Model 1, with a deviance of 284.1, is a better-fitting model compared to
Model 2
paste("Model 1 AIC", round(glm_model1$aic, 1))
## [1] "Model 1 AIC 288.1"
paste("Model 2 AIC", round(glm_model2$aic, 1))
## [1] "Model 2 AIC 561"
- In the context of AIC, a higher value indicates that Model 2 may be
less desirable than Model1
- MOdel1 provides a good balance between model fit and simplicity for
the given data
paste("Model 1 BIC", round(BIC(glm_model1), 2))
## [1] "Model 1 BIC 296.24"
paste("Model 2 BIC", round(BIC(glm_model2), 2))

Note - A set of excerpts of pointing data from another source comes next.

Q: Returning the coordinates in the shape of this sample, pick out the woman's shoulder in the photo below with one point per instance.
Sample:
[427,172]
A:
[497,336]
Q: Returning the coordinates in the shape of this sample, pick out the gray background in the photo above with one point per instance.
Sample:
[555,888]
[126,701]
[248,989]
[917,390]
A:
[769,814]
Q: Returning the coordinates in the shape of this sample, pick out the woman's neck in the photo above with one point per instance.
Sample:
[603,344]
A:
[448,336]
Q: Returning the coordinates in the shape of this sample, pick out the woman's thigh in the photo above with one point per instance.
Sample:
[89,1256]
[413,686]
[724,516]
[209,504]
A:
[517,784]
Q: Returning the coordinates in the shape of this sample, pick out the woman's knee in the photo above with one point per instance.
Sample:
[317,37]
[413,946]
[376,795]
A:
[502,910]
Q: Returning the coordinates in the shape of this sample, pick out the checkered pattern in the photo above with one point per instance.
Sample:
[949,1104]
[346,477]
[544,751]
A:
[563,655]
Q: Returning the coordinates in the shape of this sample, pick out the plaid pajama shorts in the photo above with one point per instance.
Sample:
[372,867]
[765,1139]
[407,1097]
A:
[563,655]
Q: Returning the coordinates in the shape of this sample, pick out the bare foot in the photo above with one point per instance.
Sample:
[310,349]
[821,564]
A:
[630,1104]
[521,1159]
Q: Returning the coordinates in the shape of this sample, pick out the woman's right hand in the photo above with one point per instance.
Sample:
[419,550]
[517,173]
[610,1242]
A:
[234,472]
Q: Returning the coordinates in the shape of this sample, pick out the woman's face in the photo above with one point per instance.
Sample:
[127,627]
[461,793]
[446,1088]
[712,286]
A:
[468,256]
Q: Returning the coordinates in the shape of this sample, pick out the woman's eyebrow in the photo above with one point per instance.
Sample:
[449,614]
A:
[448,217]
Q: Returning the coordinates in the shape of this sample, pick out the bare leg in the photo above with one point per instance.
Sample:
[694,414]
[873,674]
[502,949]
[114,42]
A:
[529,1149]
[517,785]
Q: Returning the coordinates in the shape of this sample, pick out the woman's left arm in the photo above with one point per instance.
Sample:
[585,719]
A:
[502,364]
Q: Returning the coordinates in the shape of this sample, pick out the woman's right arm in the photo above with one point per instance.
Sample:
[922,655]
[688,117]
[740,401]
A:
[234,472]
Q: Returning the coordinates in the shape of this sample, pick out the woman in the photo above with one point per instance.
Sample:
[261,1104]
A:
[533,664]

## [1] "Model 2 BIC 569.17"
- Similar to AIC - model2 has higher BIC value compared to Model 1,
suggesting that Model 2 may be a more complex model or may not fit the
data as well as Model 1.
# baseline model
model0 <- glm(poptotal ~ 1, data = midwest,
family = poisson(link = 'log'))
model1 <- glm(poptotal ~ popdensity, data = midwest,
family = poisson(link = 'log'))
model2 <- glm(poptotal ~ popdensity + area, data = midwest,
family = poisson(link = 'log'))
# T
anova(model0, model1, model2, test = "Chisq")
## Analysis of Deviance Table
##
## Model 1: poptotal ~ 1
## Model 2: poptotal ~ popdensity
## Model 3: poptotal ~ popdensity + area
## Resid. Df Resid. Dev Df Deviance Pr(>Chi)
## 1 436 96248700
## 2 435 26510219 1 69738481 < 2.2e-16 ***
## 3 434 26474771 1 35448 < 2.2e-16 ***
## ---
## Signif. codes: 0 '***' 0.001 '**' 0.01 '*' 0.05 '.' 0.1 ' ' 1
- Model 1 and Model 2 (adding “popdensity”) shows that the addition of
“popdensity” significantly reduces the deviance, and the p-value is very
small (<< 0.001), indicating that this predictor is highly
significant.
- comparison between Model 2 and Model 3 (adding “area”) also shows a
significant reduction in deviance, and the p-value is extremely small
(<< 0.001), indicating that both “popdensity” and “area” are
significant predictors. -“popdensity” and “area” are important
predictors for the response variable “poptotal,” and the model fit
improves significantly when they are included.